I think i'll probably use an Ibanez locking-nut though.


----------



## Enmesarra (Jan 19, 2007)

Good news!

By the way, has anyone used the 7330 model (fixed) or any other fixed Kahler? I've heard that they are extremely comfortable, any comments?


----------



## God Hand Apostle (Jan 19, 2007)

I just thought of something that might throw off getting one on my KxK....the zero radius fretboard I ordered.

Anyone know if a Kahler can be adjusted to a zero radius? I think I've read that all saddles are fully adjustable...?


----------



## Shawn (Jan 19, 2007)

Nice. I owned 1 guitar with a Kahler back in the day and I loved it. Now in a 7-string is even better!


----------



## Durero (Jan 20, 2007)

God Hand Apostle said:


> I just thought of something that might throw off getting one on my KxK....the zero radius fretboard I ordered.
> 
> Anyone know if a Kahler can be adjusted to a zero radius? I think I've read that all saddles are fully adjustable...?

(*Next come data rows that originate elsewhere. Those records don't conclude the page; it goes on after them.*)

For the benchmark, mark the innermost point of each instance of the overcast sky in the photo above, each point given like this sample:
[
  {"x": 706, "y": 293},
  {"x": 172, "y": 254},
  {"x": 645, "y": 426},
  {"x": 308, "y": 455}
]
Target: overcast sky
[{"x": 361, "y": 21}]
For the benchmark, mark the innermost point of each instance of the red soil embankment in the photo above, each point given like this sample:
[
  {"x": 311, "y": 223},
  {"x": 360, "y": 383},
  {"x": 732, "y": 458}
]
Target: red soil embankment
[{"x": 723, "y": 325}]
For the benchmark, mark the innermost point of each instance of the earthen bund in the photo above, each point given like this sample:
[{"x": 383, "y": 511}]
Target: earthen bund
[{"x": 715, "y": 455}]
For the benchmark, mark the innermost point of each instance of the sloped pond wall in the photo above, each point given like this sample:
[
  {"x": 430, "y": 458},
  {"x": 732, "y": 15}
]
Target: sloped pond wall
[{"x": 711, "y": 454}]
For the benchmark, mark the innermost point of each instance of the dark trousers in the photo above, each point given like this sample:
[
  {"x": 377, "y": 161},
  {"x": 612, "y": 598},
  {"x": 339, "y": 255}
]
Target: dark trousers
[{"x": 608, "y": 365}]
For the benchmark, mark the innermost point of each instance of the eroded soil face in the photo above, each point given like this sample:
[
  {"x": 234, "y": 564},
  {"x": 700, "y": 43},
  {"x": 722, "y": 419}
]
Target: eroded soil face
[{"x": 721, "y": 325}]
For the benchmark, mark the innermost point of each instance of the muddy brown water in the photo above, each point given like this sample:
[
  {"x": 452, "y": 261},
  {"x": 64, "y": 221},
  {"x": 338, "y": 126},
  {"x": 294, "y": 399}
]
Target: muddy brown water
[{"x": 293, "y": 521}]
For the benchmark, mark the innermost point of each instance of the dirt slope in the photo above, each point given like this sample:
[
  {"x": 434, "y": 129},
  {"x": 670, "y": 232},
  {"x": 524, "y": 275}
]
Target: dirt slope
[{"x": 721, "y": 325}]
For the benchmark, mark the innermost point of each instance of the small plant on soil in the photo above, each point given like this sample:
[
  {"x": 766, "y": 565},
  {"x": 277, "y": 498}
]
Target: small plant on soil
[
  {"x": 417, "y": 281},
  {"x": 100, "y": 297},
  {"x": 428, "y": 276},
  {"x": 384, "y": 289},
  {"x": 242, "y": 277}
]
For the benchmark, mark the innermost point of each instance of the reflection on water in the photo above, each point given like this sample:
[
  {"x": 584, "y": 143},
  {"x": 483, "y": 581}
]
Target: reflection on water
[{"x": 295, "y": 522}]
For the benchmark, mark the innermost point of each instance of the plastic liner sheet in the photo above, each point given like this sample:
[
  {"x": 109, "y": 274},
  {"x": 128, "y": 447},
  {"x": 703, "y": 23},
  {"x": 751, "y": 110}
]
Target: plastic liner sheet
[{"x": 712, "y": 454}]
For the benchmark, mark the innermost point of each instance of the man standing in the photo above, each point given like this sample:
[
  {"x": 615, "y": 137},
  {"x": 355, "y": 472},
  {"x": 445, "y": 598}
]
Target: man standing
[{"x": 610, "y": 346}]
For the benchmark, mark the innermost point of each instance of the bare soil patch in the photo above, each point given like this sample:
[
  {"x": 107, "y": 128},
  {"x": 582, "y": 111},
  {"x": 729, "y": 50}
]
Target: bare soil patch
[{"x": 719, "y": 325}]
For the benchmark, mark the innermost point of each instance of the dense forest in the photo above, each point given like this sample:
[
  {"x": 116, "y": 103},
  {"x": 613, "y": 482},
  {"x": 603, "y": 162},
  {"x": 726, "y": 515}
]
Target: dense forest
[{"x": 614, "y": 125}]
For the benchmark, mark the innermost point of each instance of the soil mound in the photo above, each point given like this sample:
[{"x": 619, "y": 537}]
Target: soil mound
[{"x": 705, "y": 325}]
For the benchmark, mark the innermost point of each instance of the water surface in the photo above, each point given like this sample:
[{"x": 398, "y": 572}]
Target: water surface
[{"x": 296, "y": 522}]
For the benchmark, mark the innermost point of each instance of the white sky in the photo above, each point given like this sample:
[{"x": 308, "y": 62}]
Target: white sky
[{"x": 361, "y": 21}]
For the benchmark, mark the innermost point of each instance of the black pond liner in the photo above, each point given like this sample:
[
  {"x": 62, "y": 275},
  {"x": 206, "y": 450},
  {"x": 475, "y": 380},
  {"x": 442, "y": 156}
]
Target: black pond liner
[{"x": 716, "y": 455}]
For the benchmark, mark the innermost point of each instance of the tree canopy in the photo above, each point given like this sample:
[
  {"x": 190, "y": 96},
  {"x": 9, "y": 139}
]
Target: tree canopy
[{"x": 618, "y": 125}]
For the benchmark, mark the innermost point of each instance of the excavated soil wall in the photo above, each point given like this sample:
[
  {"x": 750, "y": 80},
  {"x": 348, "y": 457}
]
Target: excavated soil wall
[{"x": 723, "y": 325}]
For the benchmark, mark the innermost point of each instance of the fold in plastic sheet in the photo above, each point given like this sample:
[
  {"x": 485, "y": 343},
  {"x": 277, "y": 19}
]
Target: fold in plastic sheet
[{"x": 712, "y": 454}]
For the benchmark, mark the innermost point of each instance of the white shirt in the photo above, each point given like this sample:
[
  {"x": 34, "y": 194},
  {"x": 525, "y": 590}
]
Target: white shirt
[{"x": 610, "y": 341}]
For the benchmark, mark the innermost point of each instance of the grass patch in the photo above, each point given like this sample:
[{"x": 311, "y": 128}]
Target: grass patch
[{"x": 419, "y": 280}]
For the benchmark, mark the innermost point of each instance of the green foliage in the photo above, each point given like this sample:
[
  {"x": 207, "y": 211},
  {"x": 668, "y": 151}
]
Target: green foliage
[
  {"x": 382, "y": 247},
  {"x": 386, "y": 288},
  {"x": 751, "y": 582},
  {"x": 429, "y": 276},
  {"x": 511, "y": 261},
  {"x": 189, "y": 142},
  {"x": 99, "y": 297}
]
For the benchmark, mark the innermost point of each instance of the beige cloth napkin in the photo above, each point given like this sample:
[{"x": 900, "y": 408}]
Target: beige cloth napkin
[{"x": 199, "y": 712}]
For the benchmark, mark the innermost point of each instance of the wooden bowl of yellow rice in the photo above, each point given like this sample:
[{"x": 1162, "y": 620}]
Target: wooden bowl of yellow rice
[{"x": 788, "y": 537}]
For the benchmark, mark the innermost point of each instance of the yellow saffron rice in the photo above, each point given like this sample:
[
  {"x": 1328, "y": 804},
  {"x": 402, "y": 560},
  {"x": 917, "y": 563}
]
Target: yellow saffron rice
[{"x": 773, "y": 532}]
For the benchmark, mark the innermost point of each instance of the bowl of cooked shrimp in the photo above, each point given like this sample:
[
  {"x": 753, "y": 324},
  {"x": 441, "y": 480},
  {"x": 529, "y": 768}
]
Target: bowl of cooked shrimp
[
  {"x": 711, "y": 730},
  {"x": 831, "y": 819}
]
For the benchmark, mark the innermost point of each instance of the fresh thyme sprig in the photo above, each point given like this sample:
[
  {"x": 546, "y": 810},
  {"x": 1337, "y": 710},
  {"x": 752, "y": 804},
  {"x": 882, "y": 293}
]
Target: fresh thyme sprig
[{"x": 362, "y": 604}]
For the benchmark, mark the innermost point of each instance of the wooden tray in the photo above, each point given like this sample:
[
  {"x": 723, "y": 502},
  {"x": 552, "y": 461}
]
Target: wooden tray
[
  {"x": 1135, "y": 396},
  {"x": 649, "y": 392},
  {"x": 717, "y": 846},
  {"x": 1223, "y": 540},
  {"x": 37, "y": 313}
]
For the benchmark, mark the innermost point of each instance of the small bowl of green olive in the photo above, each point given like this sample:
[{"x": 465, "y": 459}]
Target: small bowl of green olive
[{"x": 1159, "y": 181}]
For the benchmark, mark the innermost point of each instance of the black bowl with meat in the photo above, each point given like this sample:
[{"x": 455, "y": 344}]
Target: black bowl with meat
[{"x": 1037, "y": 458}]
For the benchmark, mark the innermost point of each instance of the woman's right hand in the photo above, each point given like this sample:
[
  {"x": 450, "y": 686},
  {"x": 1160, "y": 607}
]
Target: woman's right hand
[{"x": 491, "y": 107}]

They definitely can. Each saddle is fully adjustable.

Great choice on the zero radius by the way.


----------



## Brett89 (Jan 20, 2007)

Is a Kahler trem better then a floyd style trem? I mean it's more durable or something? It uses blades like floyds?


----------



## Durero (Jan 20, 2007)

Better is probably a matter of opinion, but in my opinion the Kahlers are much better than Floyds.

They are way more adjustable, and much easier to adjust for action, intonation, string spacing (which you can't change at all on a Floyd), spring tension, and bar friction.

The string saddles are separate from the moving cam, so your action doesn't change as you move the bar, like it does on a Floyd.

The cam pivots on ball bearings rather than a knife edge, so Kahlers are much less prone to wear.


I mainly prefer the easy feel of the Kahlers compared to Floyds, both for the bar movement, and for palm-muting on the saddles.


Edit: having said all that, I think the Ibanez ZR7 comes pretty close to the Kahlers in terms of features and feel, and both systems are excellent.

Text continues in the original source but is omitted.